He said yes, but there was no lights, no phone, the house was dirty.
I cleaned and cleaned. The carpet was black...there was candle wax
all over the floors (many in the room knew this was a reference
to crack). I moved all my stuff back in after I cleaned the house.
The hardest part was watching the change in my daughter. She is
very black, and in the other school no one noticed but among her
peers she is now teased. There is discrimination for being "too
black." She doesn't wear her favorite clothes anymore. She doesn't
like them anymore and I know it is because she doesn't want to look
different from the neighborhood kids (the implication is that her
favorite clothes are too "good").

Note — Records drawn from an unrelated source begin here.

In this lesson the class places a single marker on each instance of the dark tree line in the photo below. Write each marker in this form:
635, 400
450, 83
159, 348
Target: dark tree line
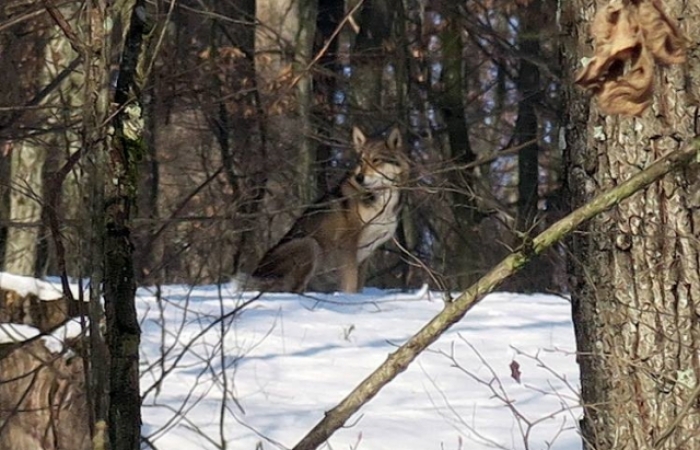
152, 142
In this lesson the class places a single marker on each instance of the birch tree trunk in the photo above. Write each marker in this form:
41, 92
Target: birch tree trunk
283, 45
635, 286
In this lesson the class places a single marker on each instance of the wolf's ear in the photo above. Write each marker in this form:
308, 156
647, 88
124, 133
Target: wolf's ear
393, 140
358, 139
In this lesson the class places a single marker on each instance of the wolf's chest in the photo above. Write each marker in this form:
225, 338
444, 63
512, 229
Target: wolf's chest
380, 219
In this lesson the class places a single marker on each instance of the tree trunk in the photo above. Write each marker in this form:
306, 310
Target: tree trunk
26, 188
635, 282
528, 86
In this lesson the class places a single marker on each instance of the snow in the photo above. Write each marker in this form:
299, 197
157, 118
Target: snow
218, 365
28, 285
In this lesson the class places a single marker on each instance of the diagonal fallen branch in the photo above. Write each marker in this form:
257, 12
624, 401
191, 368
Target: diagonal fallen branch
454, 311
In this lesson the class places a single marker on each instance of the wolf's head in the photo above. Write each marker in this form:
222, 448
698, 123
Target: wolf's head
382, 163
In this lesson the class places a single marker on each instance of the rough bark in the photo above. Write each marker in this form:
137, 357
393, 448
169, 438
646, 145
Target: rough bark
283, 46
635, 282
26, 181
125, 150
42, 399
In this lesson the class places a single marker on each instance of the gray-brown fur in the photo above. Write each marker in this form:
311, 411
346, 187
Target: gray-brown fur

She changed the way she dresses.
My brother was having visitors at 2, 3' o clock in the morning.
My things started going missing. My brother sat right there as I
was filling out the police report....(pause) sso I realize that
the house I'm living in is a crack house. You can get to a place
where you feel like enough is enough. I got my brother taken out
of the house, tried to fix up my house. I took pictures of houses
the way I wanted them to look. Took picture of cemetery. We get
used to it and it's all normal and we don't feel anything anymore.
I was laughing when I told Grace that I might just take a picture
of my house. I was kidding but now I look at these pictures and
I realize - my house doesn't look much better. I didn't even see
it."
"That is the problem. It doesn't matter to us
anymore. We've all adjusted to it because we see it every day. Now
what are we going to do about it?... something needs to be done!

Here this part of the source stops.